李治的長子誕生了,李叔叔給起名兒叫李忠,一個八斤重的小子,李治寶貝得不得了。不過眼下,李治看樣子要無賴到底了,只見這墻頭草擠出了一臉的悲涼之色:“還不是我家那口子秦秦,乘我不在家的時候,拿那東西去逗孩子玩兒,可誰曾想這小子抱著耍了兩下就這么一撒手…”
“得!別說了,你再說下去我怕我真忍不住抽你兩巴掌!那可是我好不容易才搞到手的,你啊你,好你個李治,啥話也不說了,事到如今,也只能子債父償了!”我長嘆了口氣,我總不能竄李治家里邊揪起皇太孫暴打一頓吧?李治那口子可也是個護犢的主兒,不跟我翻臉才怪。
李治胸口拍得邦邦響:“俊哥兒你放心,我小治好歹也是太子,一定賠,不過現在我口袋里邊沒錢,要不改日給你送過去,嘿嘿,俊哥兒您說賠多少?”
“一千貫!”我伸出了一根手指頭,惡狠狠地咬著牙,雖然我是花了十貫從武研院里邊半買半搶地給撈回家的,可這玩意咱不能偏宜了李治這欠抽的混蛋。
李治驚呼道:“一千貫!我說俊哥兒你怎么不去搶得了。
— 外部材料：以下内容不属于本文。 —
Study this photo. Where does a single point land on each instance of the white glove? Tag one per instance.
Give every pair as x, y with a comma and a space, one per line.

”我惡狠狠地獰笑道:“沒錯!我就搶你了,別忘記了,上次你拿了本公子一對龍鳳呈祥的寶瓶,就拿了兩百貫錢,你真把我這個師尊當成叫化子打發啊?!”一想起這事兒我就惡膽從邊生,恨不得揣這家伙一窩心腿!先人你個板板的,李叔叔的血統還真被這墻頭草遺傳得很徹底…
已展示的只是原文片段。